Wednesday, 18 June 2014

#nanodegree #badges #lifelong learning thoughts

The new Udacity and AT&T initiative rolling out nanodegrees for people who follow specific MOOC or online courses in general has a logical and nice ring to it. The idea is simple: for all learners following a course successfully (= as indicated by the institute/corporation designing the course and its interactions/assignments/tasks), a nanodegree can be earned that illustrate immediate job skills and knowledge. This earning does cost: 200 $ per month (courses on average 6 - 12 months), but it is much cheaper then a college degree. As such Udacity goes for the corporate MOOC creation which (in part) addresses training people for specific jobs through MOOC. Smart move of course from Udacity to corner the more entrepreneurial need job/training market. And although other MOOC providers, such as Coursera do have similar tracks (i.e. specializations), Udacity seems to be a fore runner for this type of MOOCs.

Less discrimination?
A definite bonus of this approach is that companies indicate niches in their workforce, resulting in courses that will indeed develop a capable learner into a potential professional for the job. The fact that the course offered is right on target of the job, also saves time (and costs) for all involved. And, the best learners come out of it based on their actual delivery, so selection based on color, race, ability might fade as a result (yes, utopia). And the fact that nanodegrees are also linked with scholarships to non-profit organizations is a bonus as well. It feels like really good news. In Europe you have entrepreneurial schools popping up, who listen to the industry to find out were there is a gap in the job market and offer courses to alleviate these gaps (iMinds academy is one).

Jobs that will not make it into the future?
So I was hopeful, good initiative to get people into jobs. But then my critical mind set in and suggested some possible downsides.
I can see how many people (increased employment) might enter a contest to get jobs: the best MOOC learners get the position. And those who would go for these jobs - when reading the articles on the nanodegree from NY Times, seem to be the less financially secure. This means there is another divide and conquer tactic being set loose on an already sensitive population. And it would seem to me, that if a job can be learned in a fixed amount of time, it will be one of those jobs that vanish in the near future due to automation, Harold Jarche wrote on the subject of automation on several occasions (but in spite of this critique my other positive brain tells me: yes, but in the meantime people will gain some money in the process, that is good, any income enhances self-esteem, increases economic stability, will lift others as well).

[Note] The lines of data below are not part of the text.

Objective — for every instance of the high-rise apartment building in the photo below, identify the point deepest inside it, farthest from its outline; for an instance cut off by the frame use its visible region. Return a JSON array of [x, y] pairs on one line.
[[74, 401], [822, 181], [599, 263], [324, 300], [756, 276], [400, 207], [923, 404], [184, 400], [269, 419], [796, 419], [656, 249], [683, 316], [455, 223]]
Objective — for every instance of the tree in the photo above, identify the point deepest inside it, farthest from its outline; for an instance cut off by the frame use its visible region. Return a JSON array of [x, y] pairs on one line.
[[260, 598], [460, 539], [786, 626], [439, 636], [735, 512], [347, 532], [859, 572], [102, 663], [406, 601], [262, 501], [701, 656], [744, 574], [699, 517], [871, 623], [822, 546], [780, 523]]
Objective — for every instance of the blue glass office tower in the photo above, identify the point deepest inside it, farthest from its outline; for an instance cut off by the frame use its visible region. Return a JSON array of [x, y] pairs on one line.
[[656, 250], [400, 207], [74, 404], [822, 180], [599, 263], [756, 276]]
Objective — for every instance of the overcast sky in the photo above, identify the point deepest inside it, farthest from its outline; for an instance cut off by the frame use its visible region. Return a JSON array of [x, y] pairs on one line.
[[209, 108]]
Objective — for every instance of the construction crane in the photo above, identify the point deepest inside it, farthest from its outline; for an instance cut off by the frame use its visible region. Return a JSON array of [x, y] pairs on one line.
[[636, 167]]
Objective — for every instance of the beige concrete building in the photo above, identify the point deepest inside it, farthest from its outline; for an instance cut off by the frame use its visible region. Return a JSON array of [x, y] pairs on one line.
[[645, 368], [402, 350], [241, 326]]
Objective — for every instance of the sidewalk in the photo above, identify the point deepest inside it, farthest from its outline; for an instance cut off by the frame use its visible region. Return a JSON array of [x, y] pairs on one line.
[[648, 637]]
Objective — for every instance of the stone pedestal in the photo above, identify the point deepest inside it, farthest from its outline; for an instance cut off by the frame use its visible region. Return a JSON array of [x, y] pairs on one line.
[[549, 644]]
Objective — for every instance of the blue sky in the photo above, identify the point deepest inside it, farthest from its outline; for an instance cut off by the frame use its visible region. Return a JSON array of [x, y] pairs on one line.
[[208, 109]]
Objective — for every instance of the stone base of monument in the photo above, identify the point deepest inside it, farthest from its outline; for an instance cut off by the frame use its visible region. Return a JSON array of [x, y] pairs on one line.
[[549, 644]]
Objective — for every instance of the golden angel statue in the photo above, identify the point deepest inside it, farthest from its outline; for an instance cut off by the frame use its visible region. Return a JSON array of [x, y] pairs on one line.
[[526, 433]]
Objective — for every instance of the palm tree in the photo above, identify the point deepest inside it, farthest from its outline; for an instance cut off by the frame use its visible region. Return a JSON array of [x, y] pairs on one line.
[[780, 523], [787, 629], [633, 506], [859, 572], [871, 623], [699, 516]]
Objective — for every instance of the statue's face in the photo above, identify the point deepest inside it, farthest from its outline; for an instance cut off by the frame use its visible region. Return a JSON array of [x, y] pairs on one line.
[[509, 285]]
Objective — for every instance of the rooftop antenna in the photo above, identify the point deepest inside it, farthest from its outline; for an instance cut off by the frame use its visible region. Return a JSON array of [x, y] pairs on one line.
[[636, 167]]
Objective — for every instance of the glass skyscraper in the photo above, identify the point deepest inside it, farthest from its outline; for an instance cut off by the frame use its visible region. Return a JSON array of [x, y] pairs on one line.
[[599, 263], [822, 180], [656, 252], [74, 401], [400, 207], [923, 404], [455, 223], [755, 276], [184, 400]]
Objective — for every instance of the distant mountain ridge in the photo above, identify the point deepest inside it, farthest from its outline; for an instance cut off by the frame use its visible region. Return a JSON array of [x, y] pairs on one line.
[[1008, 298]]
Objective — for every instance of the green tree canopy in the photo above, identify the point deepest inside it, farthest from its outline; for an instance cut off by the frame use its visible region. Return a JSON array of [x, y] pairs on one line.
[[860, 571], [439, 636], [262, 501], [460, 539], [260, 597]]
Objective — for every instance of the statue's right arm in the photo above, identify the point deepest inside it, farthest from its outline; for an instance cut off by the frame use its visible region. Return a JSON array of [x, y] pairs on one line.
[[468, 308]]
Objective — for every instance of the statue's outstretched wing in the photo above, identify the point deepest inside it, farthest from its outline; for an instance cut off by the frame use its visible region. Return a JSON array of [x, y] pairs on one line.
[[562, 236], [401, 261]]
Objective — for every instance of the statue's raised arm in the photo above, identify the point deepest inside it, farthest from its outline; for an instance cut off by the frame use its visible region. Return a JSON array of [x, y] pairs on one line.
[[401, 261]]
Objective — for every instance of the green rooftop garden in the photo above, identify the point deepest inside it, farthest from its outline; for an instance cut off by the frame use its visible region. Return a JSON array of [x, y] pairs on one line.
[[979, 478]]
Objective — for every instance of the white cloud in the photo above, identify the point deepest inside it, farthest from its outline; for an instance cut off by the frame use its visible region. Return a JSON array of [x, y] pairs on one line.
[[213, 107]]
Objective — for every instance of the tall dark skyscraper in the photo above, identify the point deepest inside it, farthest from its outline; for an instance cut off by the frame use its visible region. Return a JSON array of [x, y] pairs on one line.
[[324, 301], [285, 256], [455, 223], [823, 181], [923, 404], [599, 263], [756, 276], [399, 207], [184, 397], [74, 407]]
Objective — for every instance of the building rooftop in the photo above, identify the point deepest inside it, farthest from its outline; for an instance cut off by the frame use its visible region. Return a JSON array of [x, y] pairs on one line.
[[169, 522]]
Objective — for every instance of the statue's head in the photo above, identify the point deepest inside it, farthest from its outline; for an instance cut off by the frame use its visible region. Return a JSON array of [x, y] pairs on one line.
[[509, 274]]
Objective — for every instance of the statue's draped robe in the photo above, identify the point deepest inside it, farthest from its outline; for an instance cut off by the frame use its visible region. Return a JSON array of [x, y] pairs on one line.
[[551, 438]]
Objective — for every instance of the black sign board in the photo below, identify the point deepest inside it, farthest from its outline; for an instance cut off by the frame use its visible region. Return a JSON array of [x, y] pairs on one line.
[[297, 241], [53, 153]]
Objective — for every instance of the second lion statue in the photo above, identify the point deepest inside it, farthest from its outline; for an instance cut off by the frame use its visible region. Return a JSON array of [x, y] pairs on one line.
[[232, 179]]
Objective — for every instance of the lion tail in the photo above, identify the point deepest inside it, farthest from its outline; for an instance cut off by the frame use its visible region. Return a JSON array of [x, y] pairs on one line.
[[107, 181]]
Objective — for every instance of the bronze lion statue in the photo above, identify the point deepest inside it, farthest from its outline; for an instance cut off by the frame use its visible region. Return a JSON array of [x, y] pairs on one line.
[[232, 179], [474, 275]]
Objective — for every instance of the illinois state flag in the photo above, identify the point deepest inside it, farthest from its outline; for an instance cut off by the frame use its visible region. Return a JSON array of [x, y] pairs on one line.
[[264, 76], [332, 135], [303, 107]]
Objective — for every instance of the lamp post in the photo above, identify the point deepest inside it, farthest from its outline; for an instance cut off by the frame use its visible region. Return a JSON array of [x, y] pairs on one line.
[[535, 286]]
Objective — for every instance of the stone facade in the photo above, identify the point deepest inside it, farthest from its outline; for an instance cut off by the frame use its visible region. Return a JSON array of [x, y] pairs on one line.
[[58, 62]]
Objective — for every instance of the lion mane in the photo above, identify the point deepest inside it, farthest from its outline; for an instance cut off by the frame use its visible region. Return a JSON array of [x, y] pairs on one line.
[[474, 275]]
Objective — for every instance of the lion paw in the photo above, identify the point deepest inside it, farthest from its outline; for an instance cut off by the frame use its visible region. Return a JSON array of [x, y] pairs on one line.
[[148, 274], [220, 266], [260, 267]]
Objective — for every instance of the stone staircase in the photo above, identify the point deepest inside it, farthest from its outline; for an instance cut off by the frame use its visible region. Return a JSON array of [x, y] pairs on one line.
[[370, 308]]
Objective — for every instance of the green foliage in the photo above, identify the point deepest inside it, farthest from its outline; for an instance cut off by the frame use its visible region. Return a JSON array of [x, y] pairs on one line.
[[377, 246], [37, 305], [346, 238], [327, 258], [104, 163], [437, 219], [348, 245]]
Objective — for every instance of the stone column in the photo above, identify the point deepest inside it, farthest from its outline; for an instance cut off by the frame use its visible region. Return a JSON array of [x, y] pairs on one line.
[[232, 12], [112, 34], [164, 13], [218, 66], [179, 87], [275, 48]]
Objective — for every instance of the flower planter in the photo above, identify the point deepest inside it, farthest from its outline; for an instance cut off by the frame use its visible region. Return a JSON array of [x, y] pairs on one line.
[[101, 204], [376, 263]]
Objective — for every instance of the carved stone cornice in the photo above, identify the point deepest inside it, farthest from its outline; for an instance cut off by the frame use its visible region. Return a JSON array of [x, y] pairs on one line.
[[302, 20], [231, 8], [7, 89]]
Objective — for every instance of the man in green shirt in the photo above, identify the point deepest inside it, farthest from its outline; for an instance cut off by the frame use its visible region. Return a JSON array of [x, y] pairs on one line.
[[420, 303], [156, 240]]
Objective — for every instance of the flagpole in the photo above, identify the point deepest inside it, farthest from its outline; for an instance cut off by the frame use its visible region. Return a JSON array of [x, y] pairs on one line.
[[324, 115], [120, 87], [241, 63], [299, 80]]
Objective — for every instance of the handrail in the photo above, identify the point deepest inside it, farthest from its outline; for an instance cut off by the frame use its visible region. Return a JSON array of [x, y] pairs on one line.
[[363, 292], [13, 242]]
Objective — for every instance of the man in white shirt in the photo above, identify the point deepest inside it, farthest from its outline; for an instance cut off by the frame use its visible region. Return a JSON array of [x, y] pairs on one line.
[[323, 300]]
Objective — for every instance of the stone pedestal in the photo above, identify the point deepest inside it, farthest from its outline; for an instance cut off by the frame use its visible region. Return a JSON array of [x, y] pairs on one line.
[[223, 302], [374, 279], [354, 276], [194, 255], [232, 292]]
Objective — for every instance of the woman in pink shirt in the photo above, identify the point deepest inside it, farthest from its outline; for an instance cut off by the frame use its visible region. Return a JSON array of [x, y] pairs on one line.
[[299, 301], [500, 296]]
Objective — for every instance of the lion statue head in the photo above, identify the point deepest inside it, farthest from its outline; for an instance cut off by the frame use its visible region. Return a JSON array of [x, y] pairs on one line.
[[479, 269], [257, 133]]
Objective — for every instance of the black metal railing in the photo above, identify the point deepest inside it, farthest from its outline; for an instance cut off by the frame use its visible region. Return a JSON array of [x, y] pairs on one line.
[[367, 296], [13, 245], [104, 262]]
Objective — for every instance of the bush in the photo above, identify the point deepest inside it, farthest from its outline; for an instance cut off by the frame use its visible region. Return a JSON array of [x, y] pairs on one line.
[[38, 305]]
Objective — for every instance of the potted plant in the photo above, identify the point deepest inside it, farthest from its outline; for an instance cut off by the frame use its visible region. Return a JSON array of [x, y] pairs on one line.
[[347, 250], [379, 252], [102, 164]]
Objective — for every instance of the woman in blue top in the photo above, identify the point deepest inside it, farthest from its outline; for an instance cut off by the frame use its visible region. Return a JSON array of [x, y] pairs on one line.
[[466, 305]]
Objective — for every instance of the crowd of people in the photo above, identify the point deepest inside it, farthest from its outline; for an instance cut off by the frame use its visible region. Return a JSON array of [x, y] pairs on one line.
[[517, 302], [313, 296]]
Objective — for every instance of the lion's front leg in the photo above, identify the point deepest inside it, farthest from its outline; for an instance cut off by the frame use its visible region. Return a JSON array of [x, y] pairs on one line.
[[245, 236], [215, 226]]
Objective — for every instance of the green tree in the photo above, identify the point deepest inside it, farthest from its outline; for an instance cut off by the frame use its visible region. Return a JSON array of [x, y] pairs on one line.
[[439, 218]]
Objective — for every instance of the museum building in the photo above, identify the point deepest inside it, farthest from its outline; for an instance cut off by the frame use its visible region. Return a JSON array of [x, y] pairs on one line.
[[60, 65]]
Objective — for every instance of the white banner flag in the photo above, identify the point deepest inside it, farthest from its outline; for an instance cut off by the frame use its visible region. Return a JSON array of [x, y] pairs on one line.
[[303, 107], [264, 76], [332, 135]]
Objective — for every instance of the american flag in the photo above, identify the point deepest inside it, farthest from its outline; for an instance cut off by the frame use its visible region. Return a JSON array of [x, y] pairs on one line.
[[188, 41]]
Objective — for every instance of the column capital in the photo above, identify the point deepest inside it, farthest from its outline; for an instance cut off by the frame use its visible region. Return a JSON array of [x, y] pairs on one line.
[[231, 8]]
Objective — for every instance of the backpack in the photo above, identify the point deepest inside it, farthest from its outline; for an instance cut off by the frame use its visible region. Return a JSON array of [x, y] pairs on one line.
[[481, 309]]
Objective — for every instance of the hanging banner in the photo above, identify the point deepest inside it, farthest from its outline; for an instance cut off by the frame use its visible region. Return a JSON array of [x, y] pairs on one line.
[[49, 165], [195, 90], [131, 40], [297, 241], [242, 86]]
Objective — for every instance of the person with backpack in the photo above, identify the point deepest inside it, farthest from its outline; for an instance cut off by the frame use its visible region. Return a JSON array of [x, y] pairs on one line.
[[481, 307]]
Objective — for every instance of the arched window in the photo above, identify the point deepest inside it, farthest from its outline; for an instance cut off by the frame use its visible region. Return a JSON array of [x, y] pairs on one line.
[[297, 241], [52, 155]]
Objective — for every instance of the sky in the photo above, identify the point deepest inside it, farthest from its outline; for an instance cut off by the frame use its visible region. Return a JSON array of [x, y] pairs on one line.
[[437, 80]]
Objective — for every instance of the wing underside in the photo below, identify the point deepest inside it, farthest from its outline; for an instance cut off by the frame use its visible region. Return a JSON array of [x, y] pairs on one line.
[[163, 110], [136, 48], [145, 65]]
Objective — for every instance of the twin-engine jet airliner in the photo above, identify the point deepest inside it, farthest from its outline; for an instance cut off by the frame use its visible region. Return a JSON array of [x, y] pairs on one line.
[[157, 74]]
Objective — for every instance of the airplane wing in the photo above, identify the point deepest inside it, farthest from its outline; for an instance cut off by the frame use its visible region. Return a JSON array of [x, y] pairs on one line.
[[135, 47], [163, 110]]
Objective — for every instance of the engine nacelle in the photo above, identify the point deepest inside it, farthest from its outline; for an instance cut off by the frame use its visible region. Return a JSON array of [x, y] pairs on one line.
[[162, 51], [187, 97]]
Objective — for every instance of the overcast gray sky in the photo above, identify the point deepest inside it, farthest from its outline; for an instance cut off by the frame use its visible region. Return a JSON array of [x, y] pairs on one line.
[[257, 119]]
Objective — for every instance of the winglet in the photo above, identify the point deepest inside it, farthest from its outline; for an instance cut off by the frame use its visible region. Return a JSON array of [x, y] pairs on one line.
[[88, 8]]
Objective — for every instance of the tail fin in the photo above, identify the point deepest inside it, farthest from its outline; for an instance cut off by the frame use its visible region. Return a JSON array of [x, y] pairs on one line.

The idea fits in with what Mozilla started using open badges to allow informal certification to be offered when completing certain learning tasks or paths. But then again open badges can be provided for free, and tailored to any need or vision.

Industrial era training approach?
While thinking it over and over again, I cannot seem to shake the feeling that the concept of nanodegree is much more a training following the industrial era (but I can completely miss the ball here, as the courses are still being constructed and might well be creative in their pedagogical approach), but it is the teacher (industry) who offer a fixed set of content and tasks (cfr old books and assignments) to learn to pass one specific set of tasks. So although this is indeed a new approach, purely on the basis of the corporate/job specific angle, it does sound like old school pedagogy).

Concern added by Rebecca Hogue on shift employers need to pay their training
After reading this blogpost Rebecca added a relevant remark: "One issue I see with this model is that this specialized industry specific training used to be paid for by companies. It used to be that you would be hired for your general skills, and the company would pay you to be trained in the specific skills that they needed. What I see here is an opportunity for the companies to stop paying to have their employees trained in the specific skills they need, and push that cost of business to the employees themselves". 
And those employees would not even be sure that they would actually be employed, even after attempting (and paying) several nanodegrees out of their own pocket. Thanks Rebecca!

Creativity and replacing more expensive workers?
From an economic point of view, there is this automation risk. Though I admit, first nanodegrees seem to have an openness towards creativity as front-end/back-end web developer come into mind, but of course not sure what is really meant by that or how open/creative this is envisioned. But there is more, once these types of courses become more mainstream, they might result in a discrimination of those who cannot afford the courses, and thus getting into a more difficult predicament.

Older workforce?
The first nanodegrees seem to target entry-level jobs, but there might be strategies being worked out for higher level jobs as well (digital skills, networked professionals). What about older workers? Is there a risk of more experienced workers being replaced by on-the-job-focused-less-expensive workers? If so, how to deal with that?

Copying societal global North as model?
And, if the jobs are provided by profit, then they are part of a chosen, institutionalized societal pattern, which always risks increasing those digital divides that already exist in that society. Additionally, it is a model coming from the global North, which means it has a colonial ring to it, and potentially transforms those norms and ways of working over onto other areas on the globe. All of us need to work for those, in jobs that are existing (yet possibly be extinct through automation soon).

Do I like the concept of nanodegrees: of course! but it is always nice to ponder, reflect and try and figure out potential pitfalls as well.